Maltrattamenti nella Rsa: "Ignorata la nostra denuncia"

La rabbia dei parenti di una vittima. La figlia: "Chiediamo che le indagini vengano riaperte"

Parenti di una vittima

Parenti di una vittima

Prato, 5 dicembre 2015 - «Io e mia madre non siamo mai state ascoltate dagli investigatori, neppure per sapere che cosa avevamo da dire. Eppure le nostre denunce sui maltrattamenti all’interno dell’Rsa di Narnali risalgono al 2012 quando mio padre era ricoverato nella struttura». Natascia Badii insieme alla madre, Silvana Maccherini, tornano a farsi sentire dopo la notizia della richiesta di rinvio a giudizio dei tredici dipendenti della struttura di Narnali dove sono avvenuti i maltrattamenti sugli anziani. Botte, minacce e offese che secondo le due donne anche il padre e marito, Luigi Badii, avrebbe subito durante la sua degenza nell’Rsa. Segni di percosse e lividi sulle braccia, episodi di maltrattamenti che le due donne hanno visto con i loro occhi e per i quali avevano sporto due denunce ai carabinieri nel 2012.

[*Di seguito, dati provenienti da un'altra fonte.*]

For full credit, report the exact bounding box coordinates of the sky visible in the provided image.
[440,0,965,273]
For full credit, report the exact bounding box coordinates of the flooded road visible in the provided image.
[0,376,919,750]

Luigi Badii è morto un anno e mezzo fa a 64 anni ed è stato ricoverato a Narnali dal 2011. Le denunce presentate dalle familiari di Badii adesso hanno un peso ben diverso, anche se Natascia e Silvana hanno scoperto, con amarezza, essere state archiviate. «Nessuno ci ha dato ascolto – prosegue Natascia – Nelle ultime indagini ho rivisto nomi e personaggi che avevo conosciuto all’epoca in cui mio padre era ricoverato. Come è possibile che le nostre denunce siano state ignorate? Potevamo almeno essere ascoltate quando il caso è stato riaperto in seguito allo scandalo del luglio scorso». La famiglia di Luigi Badii, come i parenti di altri degenti della struttura che purtroppo non ci sono più, chiede che vengano riaperte le indagini e che venga fatta luce anche sugli episodi precedenti alle indagini della squadra mobile. 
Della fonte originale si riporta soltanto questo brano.